Now, though, with Jade’s arms wrapped tightly around him, like she was trying to shield him from pain, his emotions were dangerously close to the surface. ‘The specialist mentioned some new treatment that might slow the progression.’ He wanted to talk, he realised, wanted to tell her. ‘She’s down to have it next week.’ He huffed out a breath. ‘I know there are worse things, but Christ, she does not deserve this, not after the life she’s had. She should be living it up now, not reduced to staying in her own home because she can’t see enough to leave it.’

‘But she has you to help her.
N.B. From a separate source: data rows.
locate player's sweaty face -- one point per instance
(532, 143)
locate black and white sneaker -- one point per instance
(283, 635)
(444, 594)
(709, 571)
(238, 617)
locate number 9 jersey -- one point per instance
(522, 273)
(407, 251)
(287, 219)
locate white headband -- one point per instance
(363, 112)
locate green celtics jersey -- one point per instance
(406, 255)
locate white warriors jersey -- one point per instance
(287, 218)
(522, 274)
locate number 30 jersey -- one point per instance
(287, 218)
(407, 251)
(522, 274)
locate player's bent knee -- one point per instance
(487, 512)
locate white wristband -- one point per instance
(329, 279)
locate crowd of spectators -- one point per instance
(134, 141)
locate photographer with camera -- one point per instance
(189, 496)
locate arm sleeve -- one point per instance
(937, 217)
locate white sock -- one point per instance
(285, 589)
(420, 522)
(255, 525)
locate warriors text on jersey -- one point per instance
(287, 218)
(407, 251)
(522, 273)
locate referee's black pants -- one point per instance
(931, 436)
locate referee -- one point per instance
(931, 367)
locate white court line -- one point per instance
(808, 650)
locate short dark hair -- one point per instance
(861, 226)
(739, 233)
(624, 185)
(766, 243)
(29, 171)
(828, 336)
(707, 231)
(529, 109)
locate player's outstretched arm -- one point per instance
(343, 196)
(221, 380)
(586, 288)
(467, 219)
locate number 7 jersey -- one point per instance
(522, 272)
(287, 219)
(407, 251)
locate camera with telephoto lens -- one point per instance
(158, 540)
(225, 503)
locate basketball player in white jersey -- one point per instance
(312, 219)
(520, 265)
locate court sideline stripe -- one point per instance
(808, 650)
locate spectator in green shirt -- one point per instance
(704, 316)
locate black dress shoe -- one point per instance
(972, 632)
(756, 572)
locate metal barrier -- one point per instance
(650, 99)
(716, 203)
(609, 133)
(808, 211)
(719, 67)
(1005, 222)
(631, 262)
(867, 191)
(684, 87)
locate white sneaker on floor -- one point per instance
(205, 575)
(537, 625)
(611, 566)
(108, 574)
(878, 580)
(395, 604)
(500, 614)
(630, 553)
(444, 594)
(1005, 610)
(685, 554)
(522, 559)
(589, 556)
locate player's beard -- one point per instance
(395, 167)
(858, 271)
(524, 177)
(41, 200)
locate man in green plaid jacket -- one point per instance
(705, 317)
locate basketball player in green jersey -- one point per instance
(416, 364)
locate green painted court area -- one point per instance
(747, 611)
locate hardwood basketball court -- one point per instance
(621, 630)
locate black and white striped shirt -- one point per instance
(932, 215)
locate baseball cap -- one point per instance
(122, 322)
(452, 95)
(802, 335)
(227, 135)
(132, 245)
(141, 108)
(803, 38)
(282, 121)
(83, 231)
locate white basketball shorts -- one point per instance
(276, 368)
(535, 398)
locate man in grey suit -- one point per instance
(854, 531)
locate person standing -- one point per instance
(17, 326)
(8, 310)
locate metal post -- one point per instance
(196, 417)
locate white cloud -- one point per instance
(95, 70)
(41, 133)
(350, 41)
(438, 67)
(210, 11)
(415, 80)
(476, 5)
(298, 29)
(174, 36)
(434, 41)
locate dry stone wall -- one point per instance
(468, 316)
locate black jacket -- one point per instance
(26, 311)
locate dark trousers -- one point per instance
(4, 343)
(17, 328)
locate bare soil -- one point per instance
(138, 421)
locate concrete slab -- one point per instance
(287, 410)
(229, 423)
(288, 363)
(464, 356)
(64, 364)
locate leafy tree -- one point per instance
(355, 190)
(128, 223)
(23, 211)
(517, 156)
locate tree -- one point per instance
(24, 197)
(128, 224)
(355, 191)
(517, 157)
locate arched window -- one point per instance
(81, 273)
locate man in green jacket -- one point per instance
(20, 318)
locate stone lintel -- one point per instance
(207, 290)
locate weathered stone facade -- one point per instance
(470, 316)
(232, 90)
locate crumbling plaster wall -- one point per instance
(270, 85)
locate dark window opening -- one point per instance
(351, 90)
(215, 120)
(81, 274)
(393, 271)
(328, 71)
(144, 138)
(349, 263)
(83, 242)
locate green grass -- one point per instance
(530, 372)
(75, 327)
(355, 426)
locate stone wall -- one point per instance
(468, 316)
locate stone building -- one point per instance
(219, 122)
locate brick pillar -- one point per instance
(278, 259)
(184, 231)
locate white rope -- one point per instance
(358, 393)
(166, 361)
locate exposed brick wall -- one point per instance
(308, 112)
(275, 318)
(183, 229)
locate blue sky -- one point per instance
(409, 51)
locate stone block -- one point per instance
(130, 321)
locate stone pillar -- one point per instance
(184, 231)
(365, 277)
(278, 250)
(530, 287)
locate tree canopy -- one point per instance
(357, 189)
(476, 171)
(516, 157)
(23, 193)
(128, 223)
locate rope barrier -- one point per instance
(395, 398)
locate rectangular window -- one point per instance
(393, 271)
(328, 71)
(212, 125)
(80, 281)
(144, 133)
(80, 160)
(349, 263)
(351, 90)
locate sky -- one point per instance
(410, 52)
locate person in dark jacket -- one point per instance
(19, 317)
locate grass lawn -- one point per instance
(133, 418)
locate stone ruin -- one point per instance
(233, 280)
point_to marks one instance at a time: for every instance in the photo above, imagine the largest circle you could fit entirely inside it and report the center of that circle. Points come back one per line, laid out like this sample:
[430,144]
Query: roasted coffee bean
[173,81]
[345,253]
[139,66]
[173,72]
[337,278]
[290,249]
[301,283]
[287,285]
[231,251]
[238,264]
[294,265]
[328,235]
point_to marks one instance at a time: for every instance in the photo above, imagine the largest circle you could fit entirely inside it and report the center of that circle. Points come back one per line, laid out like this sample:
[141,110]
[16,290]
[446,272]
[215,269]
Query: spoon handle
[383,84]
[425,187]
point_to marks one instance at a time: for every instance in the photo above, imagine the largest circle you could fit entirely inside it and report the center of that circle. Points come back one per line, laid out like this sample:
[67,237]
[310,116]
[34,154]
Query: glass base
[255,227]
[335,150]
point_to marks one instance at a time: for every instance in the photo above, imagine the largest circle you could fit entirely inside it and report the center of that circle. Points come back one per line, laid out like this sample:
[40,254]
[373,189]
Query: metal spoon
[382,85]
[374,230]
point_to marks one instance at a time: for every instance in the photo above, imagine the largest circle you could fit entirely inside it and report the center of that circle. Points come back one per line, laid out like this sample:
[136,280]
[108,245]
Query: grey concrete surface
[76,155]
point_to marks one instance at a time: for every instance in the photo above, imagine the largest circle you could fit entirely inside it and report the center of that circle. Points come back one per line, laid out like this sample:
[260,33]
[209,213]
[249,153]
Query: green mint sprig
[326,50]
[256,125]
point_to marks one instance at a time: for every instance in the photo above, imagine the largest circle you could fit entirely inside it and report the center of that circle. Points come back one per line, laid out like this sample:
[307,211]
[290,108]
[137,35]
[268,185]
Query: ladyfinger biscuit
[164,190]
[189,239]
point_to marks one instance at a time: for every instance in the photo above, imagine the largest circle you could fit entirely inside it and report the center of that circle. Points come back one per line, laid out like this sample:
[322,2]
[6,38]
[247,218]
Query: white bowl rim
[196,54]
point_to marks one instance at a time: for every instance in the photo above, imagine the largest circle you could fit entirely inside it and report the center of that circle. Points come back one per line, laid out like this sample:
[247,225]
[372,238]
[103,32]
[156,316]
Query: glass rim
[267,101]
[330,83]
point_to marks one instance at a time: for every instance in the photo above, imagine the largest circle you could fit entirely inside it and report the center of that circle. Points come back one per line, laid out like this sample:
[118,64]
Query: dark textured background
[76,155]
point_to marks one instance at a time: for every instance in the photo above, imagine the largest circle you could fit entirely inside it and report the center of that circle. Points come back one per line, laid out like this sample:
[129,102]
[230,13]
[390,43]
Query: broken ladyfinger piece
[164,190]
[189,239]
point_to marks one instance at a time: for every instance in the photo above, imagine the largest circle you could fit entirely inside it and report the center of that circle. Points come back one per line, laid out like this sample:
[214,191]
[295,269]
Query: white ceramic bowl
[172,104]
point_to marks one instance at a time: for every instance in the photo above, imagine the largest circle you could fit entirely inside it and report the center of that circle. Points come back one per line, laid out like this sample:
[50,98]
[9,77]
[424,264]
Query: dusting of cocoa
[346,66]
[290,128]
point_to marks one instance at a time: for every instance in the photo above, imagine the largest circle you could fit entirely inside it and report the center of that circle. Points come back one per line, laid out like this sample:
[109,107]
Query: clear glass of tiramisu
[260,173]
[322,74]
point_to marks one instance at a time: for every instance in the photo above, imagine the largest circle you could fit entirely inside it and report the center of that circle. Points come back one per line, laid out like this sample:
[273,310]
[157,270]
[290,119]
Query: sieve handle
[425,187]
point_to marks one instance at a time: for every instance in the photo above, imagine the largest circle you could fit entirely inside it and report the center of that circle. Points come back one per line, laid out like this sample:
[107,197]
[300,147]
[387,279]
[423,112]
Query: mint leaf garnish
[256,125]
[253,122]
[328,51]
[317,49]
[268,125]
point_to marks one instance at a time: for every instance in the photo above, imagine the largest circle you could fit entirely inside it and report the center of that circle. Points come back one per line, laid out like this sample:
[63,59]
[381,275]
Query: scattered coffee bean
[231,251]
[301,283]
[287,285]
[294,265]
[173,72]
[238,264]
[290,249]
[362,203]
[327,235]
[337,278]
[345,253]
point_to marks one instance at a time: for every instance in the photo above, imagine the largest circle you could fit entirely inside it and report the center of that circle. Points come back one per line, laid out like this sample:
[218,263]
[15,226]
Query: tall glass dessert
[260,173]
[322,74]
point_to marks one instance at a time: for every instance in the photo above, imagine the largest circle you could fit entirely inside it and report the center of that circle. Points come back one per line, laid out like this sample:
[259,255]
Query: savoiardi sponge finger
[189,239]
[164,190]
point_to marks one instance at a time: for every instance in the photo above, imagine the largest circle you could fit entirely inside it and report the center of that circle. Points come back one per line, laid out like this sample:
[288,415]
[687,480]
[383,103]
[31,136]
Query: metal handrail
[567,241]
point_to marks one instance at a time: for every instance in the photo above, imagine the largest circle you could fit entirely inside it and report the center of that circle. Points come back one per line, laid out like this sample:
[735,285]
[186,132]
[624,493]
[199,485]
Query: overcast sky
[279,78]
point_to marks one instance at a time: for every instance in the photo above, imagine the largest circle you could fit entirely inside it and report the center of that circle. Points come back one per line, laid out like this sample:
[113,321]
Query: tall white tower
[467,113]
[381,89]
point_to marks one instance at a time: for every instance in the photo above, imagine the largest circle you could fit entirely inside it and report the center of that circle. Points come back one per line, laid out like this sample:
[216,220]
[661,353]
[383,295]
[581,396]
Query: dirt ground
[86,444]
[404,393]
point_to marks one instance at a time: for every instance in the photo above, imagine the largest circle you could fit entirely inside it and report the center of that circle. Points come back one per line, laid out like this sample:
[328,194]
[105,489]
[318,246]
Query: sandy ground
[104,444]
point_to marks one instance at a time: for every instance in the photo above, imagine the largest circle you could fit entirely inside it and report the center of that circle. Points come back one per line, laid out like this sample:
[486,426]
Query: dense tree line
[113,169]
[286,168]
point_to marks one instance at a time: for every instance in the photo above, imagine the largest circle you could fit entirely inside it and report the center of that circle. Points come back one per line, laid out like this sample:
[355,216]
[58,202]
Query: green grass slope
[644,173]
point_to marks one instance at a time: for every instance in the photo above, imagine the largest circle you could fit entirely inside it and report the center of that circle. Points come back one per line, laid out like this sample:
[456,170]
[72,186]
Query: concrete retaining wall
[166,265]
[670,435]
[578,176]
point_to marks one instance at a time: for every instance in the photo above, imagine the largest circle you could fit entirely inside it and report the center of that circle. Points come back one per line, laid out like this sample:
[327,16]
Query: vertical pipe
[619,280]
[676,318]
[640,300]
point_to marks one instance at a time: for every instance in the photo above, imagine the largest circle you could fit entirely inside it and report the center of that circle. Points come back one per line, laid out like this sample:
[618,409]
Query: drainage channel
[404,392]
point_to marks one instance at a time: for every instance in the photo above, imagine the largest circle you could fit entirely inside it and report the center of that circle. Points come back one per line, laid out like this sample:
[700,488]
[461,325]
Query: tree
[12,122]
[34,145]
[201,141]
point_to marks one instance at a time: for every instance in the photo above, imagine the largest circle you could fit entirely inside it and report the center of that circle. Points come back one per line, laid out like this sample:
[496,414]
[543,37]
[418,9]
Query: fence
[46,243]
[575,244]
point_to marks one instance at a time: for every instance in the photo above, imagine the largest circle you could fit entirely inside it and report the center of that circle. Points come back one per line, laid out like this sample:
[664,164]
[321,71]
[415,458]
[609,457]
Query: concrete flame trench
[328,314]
And if I know you at all, you’ll move heaven and earth to make sure this diagnosis doesn’t cramp her style.’

‘Too damn right.’ He drained the rest of his glass and said a silent prayer of thanks that the build for the Sconset house was already underway. She’d wanted, in her words, to die on the island where she was born. Well she wasn’t doing that alone. She’d do it living with him, in a house fit for a queen. He’d agonised over the design with his architect, making sure everything she loved had been incorporated; big windows with views of the sea, rambling roses around a sheltered porch, a grand fireplace. If he’d had time to build it with his own hands, he would have. Instead he’d done the next best thing and overseen every aspect of its build, much to the annoyance of his vastly overpaid project manager.

Jade’s hand curled around his, her other hand removing the glass from his grip. ‘Come on, let’s walk some of that alcohol off.’

It was probably a good idea, but… ‘Wait.’ He lurched to his feet, feeling the effect of the whisky as he staggered inside to grab a baseball cap, which he secured firmly on his head. He did not want anybody else to see him like this.

Apparently he’d drunk enough to make him compliant because she threaded her arm through his and led him off the boat like a mother taking care of a difficult child. ‘I thought you were mad at me, anyway,’ he said grouchily as they turned away from the resort and towards Brant point.

‘I usually am,’ she agreed with a smile bright enough to burn his poor, raw retinas.

‘You didn’t splash “Sponsored by Haven Resorts” across the poster to make me look stupid.’ Saying it like a statement felt easier. He fucking hated apologising.

He caught the curve of her lips out of the corner of his eye. ‘Finally twigged, did you?’